You'll need some kind of head covering and gloves. Sometimes you'll see a pilot getting out of a newer Cessna or Piper and he is putting his coat on. Try not to think evil thoughts towards him. Console yourself with the idea that if you both had forced landings, you're already dressed for it and he is not.
My "winterization kit" for the engine consists of duct-tape over the oil cooler inlet. If the air temperature is below 40F, I cover it completely. The oil temps get to where they need to be (180F). It doesn't get cold enough around here to warrant blocking off parts of the cowling inlets.
If I ever have the funds to repaint the airplane, I am going to paint it in a color other than white. Even a white with a little tinge of yellow, a sort of coffee-cream color, would help in using the Sun to shed ice and snow. But you have to get all of the snow and all of the ice off the airplane. Sometimes that means getting most of it off and then repositioning it to take better advantage of the Sun's rays.
Preheating the engine is a must, in my view, whenever the temperature drops below 32F. If you are at a location without electrical power, you either have to use a combustion-type preheater or an electrical preheater with a portable source of power. Whichever you use, if your engine has a remotely-located oil filter (as mine does), be sure that also benefits from preheating.
And cover the cowling with a blanket while preheating the engine!
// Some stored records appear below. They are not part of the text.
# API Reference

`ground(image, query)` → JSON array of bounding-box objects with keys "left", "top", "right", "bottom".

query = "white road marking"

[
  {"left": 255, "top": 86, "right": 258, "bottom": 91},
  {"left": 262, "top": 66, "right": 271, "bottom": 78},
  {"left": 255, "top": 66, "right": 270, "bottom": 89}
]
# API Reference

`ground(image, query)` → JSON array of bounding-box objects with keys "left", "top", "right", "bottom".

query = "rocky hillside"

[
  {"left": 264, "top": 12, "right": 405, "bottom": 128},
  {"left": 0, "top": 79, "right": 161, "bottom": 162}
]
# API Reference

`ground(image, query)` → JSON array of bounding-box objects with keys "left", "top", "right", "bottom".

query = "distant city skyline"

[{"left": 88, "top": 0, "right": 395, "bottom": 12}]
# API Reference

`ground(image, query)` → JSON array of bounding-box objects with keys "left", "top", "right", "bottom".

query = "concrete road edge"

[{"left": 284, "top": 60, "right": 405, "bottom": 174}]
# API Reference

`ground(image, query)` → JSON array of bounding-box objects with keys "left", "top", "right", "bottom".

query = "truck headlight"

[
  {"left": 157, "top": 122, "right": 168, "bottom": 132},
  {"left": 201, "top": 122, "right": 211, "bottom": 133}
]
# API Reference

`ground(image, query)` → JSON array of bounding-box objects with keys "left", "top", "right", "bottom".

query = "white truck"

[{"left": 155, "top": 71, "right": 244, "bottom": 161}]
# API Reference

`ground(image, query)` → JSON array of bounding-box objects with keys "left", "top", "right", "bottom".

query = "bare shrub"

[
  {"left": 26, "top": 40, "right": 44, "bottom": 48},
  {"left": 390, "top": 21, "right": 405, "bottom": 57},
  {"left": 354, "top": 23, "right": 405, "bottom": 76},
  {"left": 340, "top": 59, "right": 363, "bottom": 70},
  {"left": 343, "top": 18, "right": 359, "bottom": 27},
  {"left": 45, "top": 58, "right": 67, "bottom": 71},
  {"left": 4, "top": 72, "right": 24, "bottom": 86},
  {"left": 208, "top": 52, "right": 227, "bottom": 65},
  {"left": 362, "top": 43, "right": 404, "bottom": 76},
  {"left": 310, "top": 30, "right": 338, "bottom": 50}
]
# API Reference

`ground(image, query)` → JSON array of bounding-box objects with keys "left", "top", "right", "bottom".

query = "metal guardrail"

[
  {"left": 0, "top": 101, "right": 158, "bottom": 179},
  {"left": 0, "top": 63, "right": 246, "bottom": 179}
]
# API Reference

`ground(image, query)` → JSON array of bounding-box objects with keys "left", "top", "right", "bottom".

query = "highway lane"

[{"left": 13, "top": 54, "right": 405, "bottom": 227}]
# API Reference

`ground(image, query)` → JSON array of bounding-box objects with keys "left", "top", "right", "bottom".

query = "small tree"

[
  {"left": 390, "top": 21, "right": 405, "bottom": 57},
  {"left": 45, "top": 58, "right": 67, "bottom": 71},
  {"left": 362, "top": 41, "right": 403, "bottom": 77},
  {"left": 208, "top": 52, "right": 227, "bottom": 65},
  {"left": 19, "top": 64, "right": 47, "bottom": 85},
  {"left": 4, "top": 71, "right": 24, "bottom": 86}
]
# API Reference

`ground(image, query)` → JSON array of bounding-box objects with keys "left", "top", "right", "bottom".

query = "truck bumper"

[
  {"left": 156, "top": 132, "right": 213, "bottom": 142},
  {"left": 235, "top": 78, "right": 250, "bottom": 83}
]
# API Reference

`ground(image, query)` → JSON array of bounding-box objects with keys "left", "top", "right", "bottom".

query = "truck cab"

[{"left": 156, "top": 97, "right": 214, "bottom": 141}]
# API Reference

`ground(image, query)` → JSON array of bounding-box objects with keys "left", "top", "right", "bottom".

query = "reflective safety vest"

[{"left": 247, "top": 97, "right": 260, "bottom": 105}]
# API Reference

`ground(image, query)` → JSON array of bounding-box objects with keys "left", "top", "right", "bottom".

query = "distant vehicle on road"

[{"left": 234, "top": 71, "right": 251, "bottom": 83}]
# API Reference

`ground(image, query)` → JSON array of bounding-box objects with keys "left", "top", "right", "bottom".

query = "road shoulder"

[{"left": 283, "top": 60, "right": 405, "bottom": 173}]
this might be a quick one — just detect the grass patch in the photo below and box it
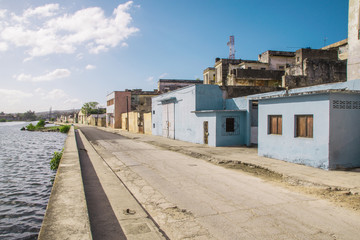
[59,125,71,133]
[50,149,64,171]
[24,122,71,133]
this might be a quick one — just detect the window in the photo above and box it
[268,115,282,135]
[296,57,300,62]
[261,68,266,70]
[295,115,313,138]
[153,123,155,128]
[153,110,155,114]
[226,118,235,132]
[107,99,114,106]
[279,66,284,70]
[248,67,252,70]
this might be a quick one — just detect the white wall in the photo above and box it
[348,0,360,80]
[258,94,330,169]
[329,93,360,169]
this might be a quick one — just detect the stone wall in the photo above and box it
[234,69,284,80]
[221,86,284,98]
[284,59,347,88]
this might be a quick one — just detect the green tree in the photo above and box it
[23,110,37,121]
[81,102,99,116]
[36,119,46,128]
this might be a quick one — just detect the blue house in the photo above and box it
[152,84,246,147]
[151,79,360,169]
[258,89,360,169]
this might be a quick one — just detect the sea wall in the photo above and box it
[38,126,91,239]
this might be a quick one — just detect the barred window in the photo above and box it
[226,118,235,132]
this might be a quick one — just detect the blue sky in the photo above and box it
[0,0,348,113]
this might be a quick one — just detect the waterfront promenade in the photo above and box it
[39,125,360,239]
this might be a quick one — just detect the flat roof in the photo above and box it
[258,89,360,100]
[191,110,246,113]
[159,79,203,83]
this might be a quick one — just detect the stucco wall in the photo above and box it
[152,85,197,139]
[152,85,246,146]
[329,93,360,169]
[195,85,223,111]
[195,113,217,146]
[348,0,360,80]
[144,112,152,135]
[128,112,139,133]
[215,112,246,146]
[226,97,252,146]
[268,55,294,70]
[121,113,127,130]
[258,94,330,169]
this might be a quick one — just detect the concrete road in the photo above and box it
[80,127,360,240]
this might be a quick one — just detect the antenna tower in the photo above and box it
[227,35,235,59]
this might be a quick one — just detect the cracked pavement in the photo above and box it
[80,126,360,240]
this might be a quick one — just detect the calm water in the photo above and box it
[0,122,67,240]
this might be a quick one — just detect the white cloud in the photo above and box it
[42,88,67,100]
[0,10,7,19]
[0,1,139,58]
[85,64,96,70]
[159,73,168,79]
[15,68,71,82]
[0,88,83,112]
[0,89,33,109]
[0,42,8,51]
[146,76,154,82]
[23,4,59,19]
[0,88,33,98]
[34,88,82,108]
[64,98,82,105]
[16,73,32,81]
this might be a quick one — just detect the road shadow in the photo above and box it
[80,127,127,141]
[76,130,127,240]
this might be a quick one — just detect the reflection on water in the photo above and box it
[0,122,66,240]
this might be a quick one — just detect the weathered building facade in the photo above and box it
[158,79,203,93]
[283,48,347,88]
[258,50,295,70]
[106,89,159,129]
[203,68,215,84]
[227,68,284,87]
[214,58,242,86]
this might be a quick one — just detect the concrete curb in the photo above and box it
[77,129,167,240]
[38,126,92,240]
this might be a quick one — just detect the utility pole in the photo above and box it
[49,106,52,122]
[126,96,129,131]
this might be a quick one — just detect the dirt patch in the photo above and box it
[223,161,283,181]
[143,139,360,213]
[293,186,360,211]
[163,206,193,220]
[226,163,360,212]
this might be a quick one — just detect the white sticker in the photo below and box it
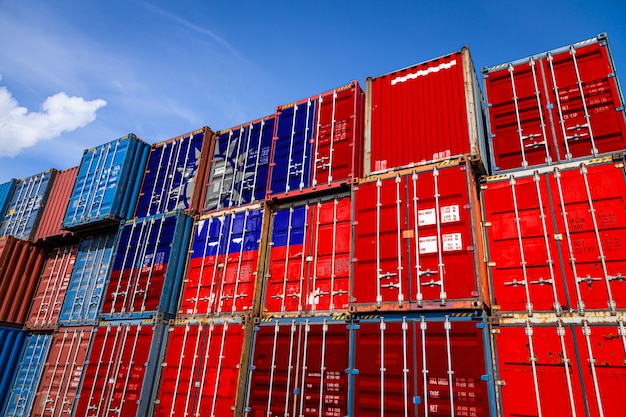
[212,181,222,192]
[441,205,460,223]
[443,233,462,251]
[418,208,437,226]
[214,164,226,176]
[419,236,438,254]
You can get a cheap blanket from a discount place for that. A nice touch is to get a grommet-inserter from a crafts store, for you can then use bungee cords to hold the blanket in place when there is any bit of wind. (If you'd rather spend the money, an insulated engine cover works.)
What it all means, though, is that for an hour's flight in the wintertime, you can easily spend more than that getting the airplane ready to fly. If there has been snow, you may wind up making an extra trip to the airport to brush the snow off and dig out the tiedown a day or two before. (If the snowplow driver who was doing the taxiway plowed you in and you don't have your own snowblower, you might be SOL until the snow melts, so you may want to have a chat with the FBO's owner about that.)
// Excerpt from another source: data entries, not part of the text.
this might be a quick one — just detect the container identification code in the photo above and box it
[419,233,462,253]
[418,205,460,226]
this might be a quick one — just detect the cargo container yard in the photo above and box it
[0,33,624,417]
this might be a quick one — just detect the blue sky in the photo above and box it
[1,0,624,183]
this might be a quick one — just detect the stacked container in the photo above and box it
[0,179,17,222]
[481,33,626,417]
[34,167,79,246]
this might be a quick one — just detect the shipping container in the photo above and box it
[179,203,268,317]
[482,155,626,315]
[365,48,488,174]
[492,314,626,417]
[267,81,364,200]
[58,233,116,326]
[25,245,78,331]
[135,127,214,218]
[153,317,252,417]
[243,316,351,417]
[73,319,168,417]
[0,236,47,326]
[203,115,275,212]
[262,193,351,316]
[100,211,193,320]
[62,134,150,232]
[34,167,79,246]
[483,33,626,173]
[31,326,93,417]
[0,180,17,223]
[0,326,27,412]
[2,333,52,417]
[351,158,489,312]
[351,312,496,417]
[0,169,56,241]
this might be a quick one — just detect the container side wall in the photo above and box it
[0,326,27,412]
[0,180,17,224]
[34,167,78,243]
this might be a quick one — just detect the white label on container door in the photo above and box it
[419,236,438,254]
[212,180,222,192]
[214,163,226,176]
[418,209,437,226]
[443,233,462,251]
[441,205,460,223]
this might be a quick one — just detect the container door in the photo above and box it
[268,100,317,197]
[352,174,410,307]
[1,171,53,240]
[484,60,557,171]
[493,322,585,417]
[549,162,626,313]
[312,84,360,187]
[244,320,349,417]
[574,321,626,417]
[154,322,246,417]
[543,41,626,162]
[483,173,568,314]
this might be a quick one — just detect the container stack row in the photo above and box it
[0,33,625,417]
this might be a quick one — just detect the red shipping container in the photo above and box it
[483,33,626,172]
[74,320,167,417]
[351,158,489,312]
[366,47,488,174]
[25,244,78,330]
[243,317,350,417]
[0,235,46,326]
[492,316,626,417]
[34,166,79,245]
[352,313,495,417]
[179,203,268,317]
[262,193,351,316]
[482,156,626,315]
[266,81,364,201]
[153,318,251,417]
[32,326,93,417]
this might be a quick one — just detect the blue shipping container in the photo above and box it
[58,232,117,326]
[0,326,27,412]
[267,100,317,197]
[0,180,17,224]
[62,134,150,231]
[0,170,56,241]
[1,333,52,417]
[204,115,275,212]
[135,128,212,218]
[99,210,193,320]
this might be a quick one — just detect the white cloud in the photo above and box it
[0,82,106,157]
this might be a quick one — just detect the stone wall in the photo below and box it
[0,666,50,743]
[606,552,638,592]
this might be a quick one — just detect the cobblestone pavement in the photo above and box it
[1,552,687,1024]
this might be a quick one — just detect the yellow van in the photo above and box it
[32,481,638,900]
It can be very pretty to fly over a snow-covered landscape in a light plane.
But if you don't have a hangar and you don't want to take the steps necessary to fly, then pickle your engine late in the Fall. That usually involves draining the oil and replacing it with a preservative oil, putting desiccant plugs in the cylinders, exhaust pipes and inlet manifold, and removing the battery. Your engine will thank you for it.
You also may want to add mouse deterrents. Buy a package of women's knee-high stockings, fill a couple with mothballs, tie them off and put them in the baggage compartment and the cabin. You may also want to think about opening an inspection cover and put one in each wing. If you plan to fly it, you may be better off soaking cotton balls with essential peppermint oil (the real stuff, not the synthetic) and using them instead of mothballs. The smell is better for you, the mice hate it as much and your airplane will smell like a candy cane.
The two coldest pilots I've ever seen where two guys who were ferrying an Aerostar whose Janitrol cabin heater had conked out. They looked like pilot-sicles when they got out of that airplane and the first thing they did, after they got warmed up, was borrow a crew car and head for a sporting goods store to buy proper winter gear. They were on a schedule and they couldn't take the downtime to fix the heater.
I'd ague that a prudent pilot should dress for the outside air temperature and control the cabin temperature accordingly. Forced landings can happen and it would be kind of ironic to get frostbite or hypothermia after successfully executing a forced landing. But it is a pain int he ass to wear that many layers and to fly while so dressed, so most pilots don't bother.